4th May 2016 by Networks
In recent years our gas and electricity networks have started along a path of significant transformation, as they adapt to meet the variety of challenges associated with decarbonisation. Through the increasing use of new technology to improve the efficiency of our electricity distribution networks and the injection of green gas into the grid, we are already beginning to see how this transformation can deliver security and affordability for energy customers in a low carbon economy.
The cornerstone of this transformation in the UK has been a focus on innovation in the way network companies are regulated. As natural monopolies, Ofgem’s regulatory framework is a necessary starting point in delivering the kind of outcomes required to meet our energy challenges. In recognition of this fact, Ofgem introduced new innovation funding streams, beginning with the Low Carbon Network Fund (LCNF) for electricity distribution projects in 2010, and now through the Network Innovation Competition (NIC) and Network Innovation Allowances (NIA) across all gas and electricity network sectors under the world-leading RIIO (revenue = incentives + innovation + outcomes) regime.
The success of LCNF and the RIIO model has enabled network companies to create well-constructed projects, demonstrating new technologies and working practices that are now being adopted as business-as-usual by companies to deliver savings for customers. DNO business plans for the current RIIO-ED1 price control included £641 million of savings for customers as a result of innovation.
These projects cover a broad range of innovation work, including the development and proving of active network management, battery storage, and injection of green gas into the grid. It has seen the UK become a world leader in the field of smart networks, with the annual Low Carbon Network Innovation conference now attracting more than 1,000 delegates and representatives from 14 countries from around the world. As these countries look to address the same energy challenges that we face here, the UK stands to benefit from taking a lead in such an important market, with smart network exports estimated to be worth £5 billion to the UK economy.
Sharing the learning from innovation projects is key to ensuring that customers from across the UK benefit from the money that is being invested by network companies. ENA facilitates this shared learning through the online Smarter Networks Portal, which is a repository from the findings from LCNF, NIA and NIC projects.

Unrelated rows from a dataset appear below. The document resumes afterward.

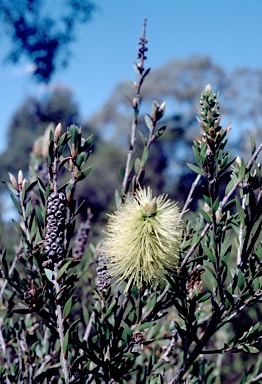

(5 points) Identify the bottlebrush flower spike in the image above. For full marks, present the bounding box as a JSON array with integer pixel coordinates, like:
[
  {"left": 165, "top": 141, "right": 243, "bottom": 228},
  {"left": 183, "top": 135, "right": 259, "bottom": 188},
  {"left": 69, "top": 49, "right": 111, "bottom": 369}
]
[{"left": 104, "top": 188, "right": 182, "bottom": 292}]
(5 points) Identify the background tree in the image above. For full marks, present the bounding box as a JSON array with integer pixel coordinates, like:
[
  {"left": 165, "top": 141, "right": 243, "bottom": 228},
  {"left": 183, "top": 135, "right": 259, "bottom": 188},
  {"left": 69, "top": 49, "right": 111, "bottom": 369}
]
[{"left": 0, "top": 0, "right": 95, "bottom": 82}]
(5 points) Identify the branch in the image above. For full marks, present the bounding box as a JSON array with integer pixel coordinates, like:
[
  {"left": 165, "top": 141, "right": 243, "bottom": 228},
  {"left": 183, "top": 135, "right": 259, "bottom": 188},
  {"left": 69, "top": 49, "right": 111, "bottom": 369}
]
[
  {"left": 53, "top": 264, "right": 69, "bottom": 384},
  {"left": 180, "top": 174, "right": 201, "bottom": 219}
]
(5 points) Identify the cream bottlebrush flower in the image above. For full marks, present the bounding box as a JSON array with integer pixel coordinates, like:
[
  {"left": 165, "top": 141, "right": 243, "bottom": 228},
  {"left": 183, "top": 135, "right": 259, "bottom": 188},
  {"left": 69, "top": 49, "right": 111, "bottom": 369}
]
[{"left": 104, "top": 188, "right": 182, "bottom": 292}]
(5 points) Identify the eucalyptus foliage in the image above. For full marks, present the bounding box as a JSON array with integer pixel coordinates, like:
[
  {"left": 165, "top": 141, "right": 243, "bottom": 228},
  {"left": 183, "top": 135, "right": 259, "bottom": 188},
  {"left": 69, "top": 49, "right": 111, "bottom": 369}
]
[{"left": 0, "top": 18, "right": 262, "bottom": 384}]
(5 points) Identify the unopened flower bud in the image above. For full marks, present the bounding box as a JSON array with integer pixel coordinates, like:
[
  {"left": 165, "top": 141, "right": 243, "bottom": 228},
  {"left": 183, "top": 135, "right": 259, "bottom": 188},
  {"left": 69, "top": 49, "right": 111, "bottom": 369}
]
[
  {"left": 132, "top": 97, "right": 138, "bottom": 109},
  {"left": 203, "top": 84, "right": 212, "bottom": 96},
  {"left": 54, "top": 123, "right": 62, "bottom": 140},
  {"left": 159, "top": 101, "right": 166, "bottom": 115}
]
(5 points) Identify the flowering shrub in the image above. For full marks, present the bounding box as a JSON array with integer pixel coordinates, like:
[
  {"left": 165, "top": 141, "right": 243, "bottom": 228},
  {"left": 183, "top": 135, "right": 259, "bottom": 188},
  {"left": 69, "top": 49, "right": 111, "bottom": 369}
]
[{"left": 0, "top": 20, "right": 262, "bottom": 384}]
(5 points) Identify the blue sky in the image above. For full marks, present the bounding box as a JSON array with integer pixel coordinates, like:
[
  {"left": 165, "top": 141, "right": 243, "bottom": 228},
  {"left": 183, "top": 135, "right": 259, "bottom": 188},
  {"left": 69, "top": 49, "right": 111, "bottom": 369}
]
[{"left": 0, "top": 0, "right": 262, "bottom": 151}]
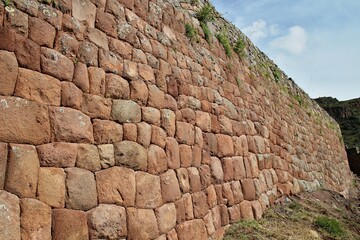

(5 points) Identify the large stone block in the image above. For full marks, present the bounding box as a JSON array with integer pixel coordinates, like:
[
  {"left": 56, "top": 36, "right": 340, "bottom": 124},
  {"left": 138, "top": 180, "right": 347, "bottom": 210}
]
[
  {"left": 114, "top": 141, "right": 148, "bottom": 171},
  {"left": 0, "top": 97, "right": 50, "bottom": 145},
  {"left": 20, "top": 198, "right": 51, "bottom": 240},
  {"left": 87, "top": 204, "right": 127, "bottom": 240},
  {"left": 0, "top": 190, "right": 20, "bottom": 240},
  {"left": 0, "top": 50, "right": 18, "bottom": 96},
  {"left": 5, "top": 144, "right": 40, "bottom": 198},
  {"left": 111, "top": 100, "right": 141, "bottom": 123},
  {"left": 37, "top": 167, "right": 65, "bottom": 208},
  {"left": 52, "top": 209, "right": 89, "bottom": 240},
  {"left": 65, "top": 168, "right": 97, "bottom": 211},
  {"left": 14, "top": 68, "right": 61, "bottom": 106},
  {"left": 95, "top": 167, "right": 135, "bottom": 207},
  {"left": 135, "top": 172, "right": 163, "bottom": 208},
  {"left": 49, "top": 107, "right": 94, "bottom": 143},
  {"left": 126, "top": 208, "right": 159, "bottom": 240}
]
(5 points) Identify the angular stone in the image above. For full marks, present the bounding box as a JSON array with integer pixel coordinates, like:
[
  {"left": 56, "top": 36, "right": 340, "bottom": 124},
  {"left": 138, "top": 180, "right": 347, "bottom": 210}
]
[
  {"left": 126, "top": 208, "right": 159, "bottom": 240},
  {"left": 114, "top": 141, "right": 148, "bottom": 171},
  {"left": 105, "top": 74, "right": 130, "bottom": 99},
  {"left": 148, "top": 144, "right": 167, "bottom": 174},
  {"left": 155, "top": 203, "right": 176, "bottom": 233},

A wealth of information is provided across key themes in gas and electricity, transmission and distribution. Looking across these themes, such as storage, demand-side response and green gas injection, you can start to see how different innovations could each contribute to our energy future, and you come to appreciate why the network sector has become the most dynamic and exciting aspect of our energy industry.
As we move forward, continued innovation funding and support through the regulatory framework will be crucial if the UK is to build on the strong start that it has made in the development of future networks. Expanding the criteria for innovation projects to encourage more whole-system projects to be funded, could further enhance the benefits of the NIA and NIC. Cross-sector gas and electricity projects, such as the Western Power Distribution/Wales and West Utilities “Clean Energy Balance” initiative, are an example of how innovation funding could be taken forward.
While much has been achieved, there is still a great deal of opportunity to deliver further value and savings to customers as new challenges for network companies and the wider energy system evolve in the coming years.